Some well known systems are:
- WGS 84 (EPSG:4326), a geodetic (sphere) system, measures in degrees north and east. Coordinates from GPS are in this system.
- WGS 84 / Pseudo-Mercator (EPSG:3857), a projected (flat) system, measures in meters easting and northing (X,Y).
Measuring distances in WGS 84 will give results in degrees, which are not great to work with.
The Pseudo-Mercator projection is created to visualize our not so flat world on a flat map using square tiles. Google Maps, Open Streetmap, etc. As a flat piece of paper doesn't fit around a football without folding it, you can imagine this is not the correct system to measure distances on:
Uses spherical development of ellipsoidal coordinates. Relative to WGS 84 / World Mercator (CRS code 3395) errors of 0.7 percent in scale and differences in northing of up to 43km in the map (equivalent to 21km on the ground) may arise.
To overcome this problem there are a lot of projected systems which cover smaller pieces of the world.
So, if you know the CRS your data is in and what projected CRS the data is on, you can reproject or transform the data to the projected CRS and measure more correct distances.
- Find the current CRS the dataset is on.
In QGIS, right click the layer, hit properties. Check the tab General. That was easy. Looks like Pseudo-Mercator to me.
- Find a proper projected CRS.
In a browser, hit http://epsg.io and hit the name of the country the data is in. In my case, Netherlands. Hit Projected to filter only projected systems, choose one of your liking, in this example Amersfoort / RD New (EPSG:28992).
Important: Double check if your data fits in the extends of the system. Measuring outside the system technically works but the results will be off without warnings.
- Change the Project CRS to the projected system.
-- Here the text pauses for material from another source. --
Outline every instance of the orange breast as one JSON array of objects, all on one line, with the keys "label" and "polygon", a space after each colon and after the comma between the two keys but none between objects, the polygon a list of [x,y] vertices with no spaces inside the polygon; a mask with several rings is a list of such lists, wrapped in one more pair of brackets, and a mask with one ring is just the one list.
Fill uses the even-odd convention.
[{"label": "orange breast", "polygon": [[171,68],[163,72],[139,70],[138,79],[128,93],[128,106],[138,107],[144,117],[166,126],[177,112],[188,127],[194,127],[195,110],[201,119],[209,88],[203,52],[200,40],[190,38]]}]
In QGIS, click Project, Project Properties... tab CRS. Search (use the EPSG code) and select the correct CRS. If you have layers on other CRS's, mark "Enable 'on the fly' CRS transformation (OTF)". This way the data will be reprojected to the project CRS while panning and zooming. This will hurt your performance. Reprojecting the data (Processing Toolbox, Reproject Layer) will fix this.